The actual setup had a scrap cursor secured with a strip of Kapton tape:

Those are three passes at (nominal) depths of 0.2, 0.3, and 0.4 mm (bottom to top) with a pre-existing hairline visible just above the second pass. The spindle ran at the Sherline’s top speed of just under 10 kRPM with no coolant on the workpiece.
I touched off the 0.2 mm cut by lowering the tool 0.1 mm at a time until it just left a mark on the Kapton tape, after a coarse touch-off atop a 0.5 mm plastic card, and calling it zero.
Scribbling over the cuts with a red Industrial Sharpie looked downright gory:

Peeling the tape and applying a cloth moistened with denatured alcohol showed three gnarly hairlines:

The top hairline shows distinct signs of melted PET plastic along the trench, with poor color fill due to the Sharpie not sticking to / wiping off the smooth-ish trench bottom. The next one is the existing saw-cut hairline with the lead-in cut over on the left.
The 0.3 and 0.2 mm hairlines look much better, with less debris and more complete fill. Unfortunately, the right side of the Sherline’s tooling plate seems to be a few tenths of a millimeter lower than the left, causing the 0.2 mm hairline to … disappear … where the cutter skipped up onto the Kapton tape:

Now, in practical terms, this is the first time I’ve actually needed platform alignment to within a hundred microns in subtractive machining. As some folks discover to their astonishment, however, 3D printing does require that level of accuracy:

Engraving through a layer of tape isn’t the right way to do it and some coolant will definitely improve the results, so I ignored the alignment issue, remounted the same scrap cursor with the red hairlines on the bottom, pulled a strip of water + detergent along the tool path, cut the same hairlines, and colored the trenches with blue Industrial Sharpie:

The 0.2 mm hairline on the bottom becomes a line as the V bit begins sliding along the surface at 10 kRPM without cutting:

The 0.3 mm hairline looks pretty good and the 0.4 mm hairline remains too rugged by the end of the passes.
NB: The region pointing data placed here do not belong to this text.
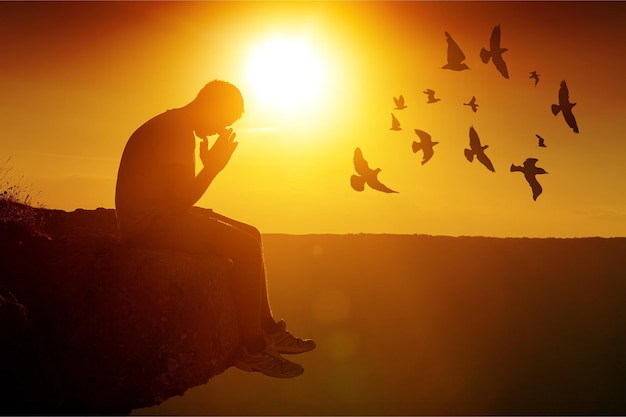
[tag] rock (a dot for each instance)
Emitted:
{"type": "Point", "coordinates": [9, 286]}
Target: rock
{"type": "Point", "coordinates": [101, 328]}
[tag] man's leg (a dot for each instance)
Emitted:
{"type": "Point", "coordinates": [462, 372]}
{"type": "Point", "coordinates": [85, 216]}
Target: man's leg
{"type": "Point", "coordinates": [277, 335]}
{"type": "Point", "coordinates": [199, 234]}
{"type": "Point", "coordinates": [268, 322]}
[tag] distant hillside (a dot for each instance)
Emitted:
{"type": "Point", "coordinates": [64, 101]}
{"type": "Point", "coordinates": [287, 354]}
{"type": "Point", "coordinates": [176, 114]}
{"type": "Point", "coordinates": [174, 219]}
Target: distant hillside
{"type": "Point", "coordinates": [405, 324]}
{"type": "Point", "coordinates": [435, 325]}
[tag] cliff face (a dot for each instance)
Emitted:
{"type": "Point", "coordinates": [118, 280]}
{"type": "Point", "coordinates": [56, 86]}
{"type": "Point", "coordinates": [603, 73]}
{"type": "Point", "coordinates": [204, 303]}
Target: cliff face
{"type": "Point", "coordinates": [90, 325]}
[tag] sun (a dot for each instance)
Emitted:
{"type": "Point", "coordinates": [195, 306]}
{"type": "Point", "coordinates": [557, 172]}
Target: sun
{"type": "Point", "coordinates": [286, 74]}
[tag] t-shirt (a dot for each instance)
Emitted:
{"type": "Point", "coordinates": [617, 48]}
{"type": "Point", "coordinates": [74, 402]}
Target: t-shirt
{"type": "Point", "coordinates": [141, 194]}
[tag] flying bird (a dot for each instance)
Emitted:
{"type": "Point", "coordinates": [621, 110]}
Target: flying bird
{"type": "Point", "coordinates": [395, 124]}
{"type": "Point", "coordinates": [473, 104]}
{"type": "Point", "coordinates": [478, 150]}
{"type": "Point", "coordinates": [455, 56]}
{"type": "Point", "coordinates": [431, 96]}
{"type": "Point", "coordinates": [366, 175]}
{"type": "Point", "coordinates": [495, 53]}
{"type": "Point", "coordinates": [399, 102]}
{"type": "Point", "coordinates": [530, 171]}
{"type": "Point", "coordinates": [425, 144]}
{"type": "Point", "coordinates": [534, 76]}
{"type": "Point", "coordinates": [542, 142]}
{"type": "Point", "coordinates": [565, 107]}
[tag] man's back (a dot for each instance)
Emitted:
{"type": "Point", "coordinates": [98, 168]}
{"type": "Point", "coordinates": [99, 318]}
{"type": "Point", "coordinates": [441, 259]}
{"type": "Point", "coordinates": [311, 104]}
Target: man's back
{"type": "Point", "coordinates": [143, 186]}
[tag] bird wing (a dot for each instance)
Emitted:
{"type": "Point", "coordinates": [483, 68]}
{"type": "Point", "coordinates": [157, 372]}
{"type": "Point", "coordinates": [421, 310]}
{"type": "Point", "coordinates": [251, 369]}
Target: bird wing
{"type": "Point", "coordinates": [484, 159]}
{"type": "Point", "coordinates": [399, 102]}
{"type": "Point", "coordinates": [455, 54]}
{"type": "Point", "coordinates": [428, 153]}
{"type": "Point", "coordinates": [424, 137]}
{"type": "Point", "coordinates": [541, 141]}
{"type": "Point", "coordinates": [529, 164]}
{"type": "Point", "coordinates": [360, 164]}
{"type": "Point", "coordinates": [570, 119]}
{"type": "Point", "coordinates": [357, 182]}
{"type": "Point", "coordinates": [494, 42]}
{"type": "Point", "coordinates": [474, 139]}
{"type": "Point", "coordinates": [534, 185]}
{"type": "Point", "coordinates": [377, 185]}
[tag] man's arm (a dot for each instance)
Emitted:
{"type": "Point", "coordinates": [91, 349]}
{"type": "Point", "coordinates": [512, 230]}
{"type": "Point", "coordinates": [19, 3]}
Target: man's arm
{"type": "Point", "coordinates": [213, 162]}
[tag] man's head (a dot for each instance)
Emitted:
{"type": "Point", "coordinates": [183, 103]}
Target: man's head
{"type": "Point", "coordinates": [218, 105]}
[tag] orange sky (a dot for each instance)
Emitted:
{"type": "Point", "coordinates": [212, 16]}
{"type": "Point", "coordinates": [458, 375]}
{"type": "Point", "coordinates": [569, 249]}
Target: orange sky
{"type": "Point", "coordinates": [78, 78]}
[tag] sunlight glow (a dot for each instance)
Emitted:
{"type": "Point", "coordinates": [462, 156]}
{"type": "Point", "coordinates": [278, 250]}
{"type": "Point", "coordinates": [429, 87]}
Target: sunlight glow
{"type": "Point", "coordinates": [286, 74]}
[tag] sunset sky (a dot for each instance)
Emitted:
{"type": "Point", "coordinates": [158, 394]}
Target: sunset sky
{"type": "Point", "coordinates": [78, 78]}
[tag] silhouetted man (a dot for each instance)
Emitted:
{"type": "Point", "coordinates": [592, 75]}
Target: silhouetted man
{"type": "Point", "coordinates": [157, 188]}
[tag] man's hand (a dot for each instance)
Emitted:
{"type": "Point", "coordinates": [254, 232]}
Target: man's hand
{"type": "Point", "coordinates": [216, 158]}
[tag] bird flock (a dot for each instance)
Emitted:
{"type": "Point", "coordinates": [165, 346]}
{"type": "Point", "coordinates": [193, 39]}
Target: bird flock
{"type": "Point", "coordinates": [476, 150]}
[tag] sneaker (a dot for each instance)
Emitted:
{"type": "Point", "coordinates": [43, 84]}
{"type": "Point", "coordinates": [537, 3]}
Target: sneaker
{"type": "Point", "coordinates": [282, 341]}
{"type": "Point", "coordinates": [268, 363]}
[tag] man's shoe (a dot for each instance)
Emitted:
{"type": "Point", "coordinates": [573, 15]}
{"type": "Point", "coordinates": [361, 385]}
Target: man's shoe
{"type": "Point", "coordinates": [282, 341]}
{"type": "Point", "coordinates": [268, 363]}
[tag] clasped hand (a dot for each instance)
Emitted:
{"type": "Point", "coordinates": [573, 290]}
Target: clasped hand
{"type": "Point", "coordinates": [219, 154]}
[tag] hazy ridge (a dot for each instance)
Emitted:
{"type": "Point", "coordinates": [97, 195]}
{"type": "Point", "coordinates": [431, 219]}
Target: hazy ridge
{"type": "Point", "coordinates": [418, 324]}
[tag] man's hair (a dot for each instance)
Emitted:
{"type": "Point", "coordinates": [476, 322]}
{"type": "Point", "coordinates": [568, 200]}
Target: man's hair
{"type": "Point", "coordinates": [222, 97]}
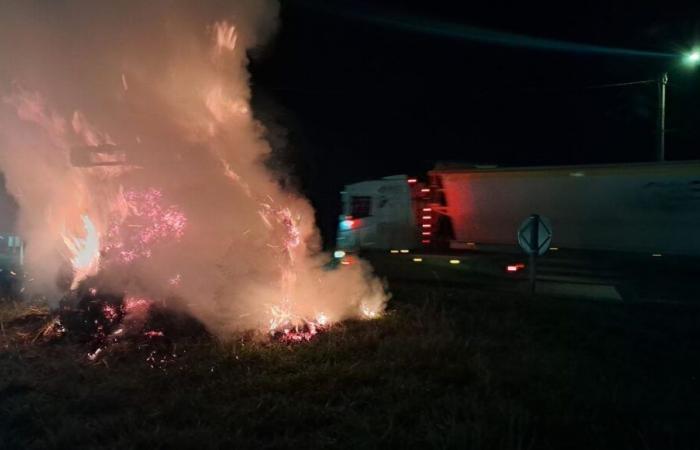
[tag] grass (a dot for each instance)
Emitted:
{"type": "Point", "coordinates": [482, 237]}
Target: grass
{"type": "Point", "coordinates": [445, 368]}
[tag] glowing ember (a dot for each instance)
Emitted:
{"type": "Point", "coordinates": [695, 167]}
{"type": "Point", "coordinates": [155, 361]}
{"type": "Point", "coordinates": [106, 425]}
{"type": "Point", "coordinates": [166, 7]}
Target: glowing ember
{"type": "Point", "coordinates": [147, 223]}
{"type": "Point", "coordinates": [153, 333]}
{"type": "Point", "coordinates": [85, 252]}
{"type": "Point", "coordinates": [368, 312]}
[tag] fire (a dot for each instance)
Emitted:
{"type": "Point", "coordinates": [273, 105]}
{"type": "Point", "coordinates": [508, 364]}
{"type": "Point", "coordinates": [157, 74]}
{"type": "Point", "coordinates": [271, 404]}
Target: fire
{"type": "Point", "coordinates": [85, 252]}
{"type": "Point", "coordinates": [226, 36]}
{"type": "Point", "coordinates": [147, 223]}
{"type": "Point", "coordinates": [182, 208]}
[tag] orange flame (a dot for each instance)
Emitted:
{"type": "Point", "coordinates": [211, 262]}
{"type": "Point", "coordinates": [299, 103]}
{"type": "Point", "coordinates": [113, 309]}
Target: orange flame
{"type": "Point", "coordinates": [85, 252]}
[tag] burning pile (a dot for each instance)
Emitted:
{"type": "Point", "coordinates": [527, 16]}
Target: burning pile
{"type": "Point", "coordinates": [136, 160]}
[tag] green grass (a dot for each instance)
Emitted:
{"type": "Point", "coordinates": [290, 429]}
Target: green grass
{"type": "Point", "coordinates": [447, 368]}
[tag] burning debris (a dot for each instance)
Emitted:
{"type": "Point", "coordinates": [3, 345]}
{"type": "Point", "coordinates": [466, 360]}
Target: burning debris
{"type": "Point", "coordinates": [167, 200]}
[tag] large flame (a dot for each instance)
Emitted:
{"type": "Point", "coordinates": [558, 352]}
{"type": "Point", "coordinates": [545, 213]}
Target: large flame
{"type": "Point", "coordinates": [169, 180]}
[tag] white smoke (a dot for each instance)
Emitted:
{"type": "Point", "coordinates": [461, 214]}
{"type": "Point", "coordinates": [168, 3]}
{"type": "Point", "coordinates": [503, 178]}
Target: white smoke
{"type": "Point", "coordinates": [166, 83]}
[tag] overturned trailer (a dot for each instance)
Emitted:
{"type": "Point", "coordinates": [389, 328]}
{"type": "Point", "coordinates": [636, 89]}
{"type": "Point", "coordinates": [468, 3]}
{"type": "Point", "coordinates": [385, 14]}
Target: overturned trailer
{"type": "Point", "coordinates": [643, 207]}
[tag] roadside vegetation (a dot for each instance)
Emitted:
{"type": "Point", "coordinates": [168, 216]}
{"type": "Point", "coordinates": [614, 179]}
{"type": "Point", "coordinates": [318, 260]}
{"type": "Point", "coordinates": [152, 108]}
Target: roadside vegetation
{"type": "Point", "coordinates": [444, 368]}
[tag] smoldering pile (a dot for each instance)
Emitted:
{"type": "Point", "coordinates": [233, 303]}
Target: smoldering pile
{"type": "Point", "coordinates": [136, 158]}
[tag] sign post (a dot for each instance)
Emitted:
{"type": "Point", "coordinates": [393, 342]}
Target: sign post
{"type": "Point", "coordinates": [534, 237]}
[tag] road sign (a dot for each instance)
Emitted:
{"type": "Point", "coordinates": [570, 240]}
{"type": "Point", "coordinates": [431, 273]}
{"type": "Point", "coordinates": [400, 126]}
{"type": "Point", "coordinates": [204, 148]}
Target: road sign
{"type": "Point", "coordinates": [535, 235]}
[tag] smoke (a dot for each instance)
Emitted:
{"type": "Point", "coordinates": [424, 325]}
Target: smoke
{"type": "Point", "coordinates": [189, 214]}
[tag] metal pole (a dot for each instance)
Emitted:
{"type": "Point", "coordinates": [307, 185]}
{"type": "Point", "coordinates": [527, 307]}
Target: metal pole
{"type": "Point", "coordinates": [661, 124]}
{"type": "Point", "coordinates": [534, 240]}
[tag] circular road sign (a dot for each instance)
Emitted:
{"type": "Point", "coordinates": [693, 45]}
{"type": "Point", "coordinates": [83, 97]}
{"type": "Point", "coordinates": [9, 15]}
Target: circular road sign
{"type": "Point", "coordinates": [535, 235]}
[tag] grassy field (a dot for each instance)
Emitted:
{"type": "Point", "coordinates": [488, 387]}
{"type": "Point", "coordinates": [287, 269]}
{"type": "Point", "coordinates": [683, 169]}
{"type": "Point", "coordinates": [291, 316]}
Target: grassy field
{"type": "Point", "coordinates": [445, 368]}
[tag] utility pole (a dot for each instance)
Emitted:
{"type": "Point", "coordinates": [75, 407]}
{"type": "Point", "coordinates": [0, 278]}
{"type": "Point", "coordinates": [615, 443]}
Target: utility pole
{"type": "Point", "coordinates": [661, 122]}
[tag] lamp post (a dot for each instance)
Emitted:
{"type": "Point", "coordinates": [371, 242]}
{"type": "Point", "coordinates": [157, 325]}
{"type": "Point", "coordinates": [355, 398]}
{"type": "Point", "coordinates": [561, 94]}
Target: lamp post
{"type": "Point", "coordinates": [691, 59]}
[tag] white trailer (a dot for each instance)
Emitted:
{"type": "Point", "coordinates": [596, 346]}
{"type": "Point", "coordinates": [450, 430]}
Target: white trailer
{"type": "Point", "coordinates": [644, 207]}
{"type": "Point", "coordinates": [647, 207]}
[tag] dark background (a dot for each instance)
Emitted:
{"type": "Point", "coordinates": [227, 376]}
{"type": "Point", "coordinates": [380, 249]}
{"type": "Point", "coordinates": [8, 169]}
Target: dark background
{"type": "Point", "coordinates": [346, 98]}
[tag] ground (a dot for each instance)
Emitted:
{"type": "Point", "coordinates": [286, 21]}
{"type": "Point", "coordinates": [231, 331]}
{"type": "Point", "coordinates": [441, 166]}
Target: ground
{"type": "Point", "coordinates": [446, 367]}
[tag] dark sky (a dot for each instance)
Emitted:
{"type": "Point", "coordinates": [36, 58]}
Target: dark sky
{"type": "Point", "coordinates": [362, 98]}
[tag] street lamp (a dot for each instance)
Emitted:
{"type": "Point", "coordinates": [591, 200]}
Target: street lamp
{"type": "Point", "coordinates": [691, 59]}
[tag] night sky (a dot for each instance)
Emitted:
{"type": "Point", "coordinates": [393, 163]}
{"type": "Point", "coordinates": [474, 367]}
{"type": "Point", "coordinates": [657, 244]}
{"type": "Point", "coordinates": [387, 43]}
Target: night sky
{"type": "Point", "coordinates": [350, 95]}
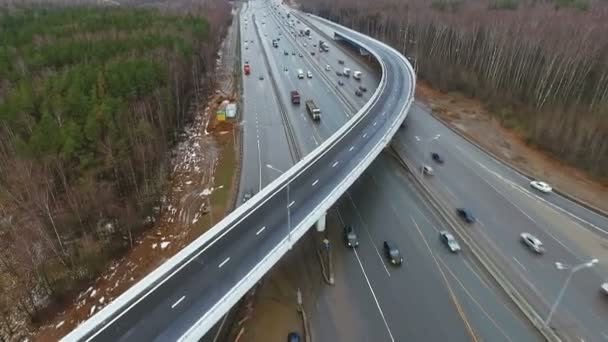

I think the actual depth of cut is at least 0.05 mm less than at the start:

Obviously, neurotically precise touchoff carries a big reward, as will aligning the tooling plate to an absurd degree.
A real machinist simply flycuts the top of an offending part / fixture / tooling plate to align it with the machine’s spindle, but I have a sneaky suspicion the real problem is a speck (or ten) of swarf between the Sherline’s table and the tooling plate; better cleanliness and attention to detail may improve the situation.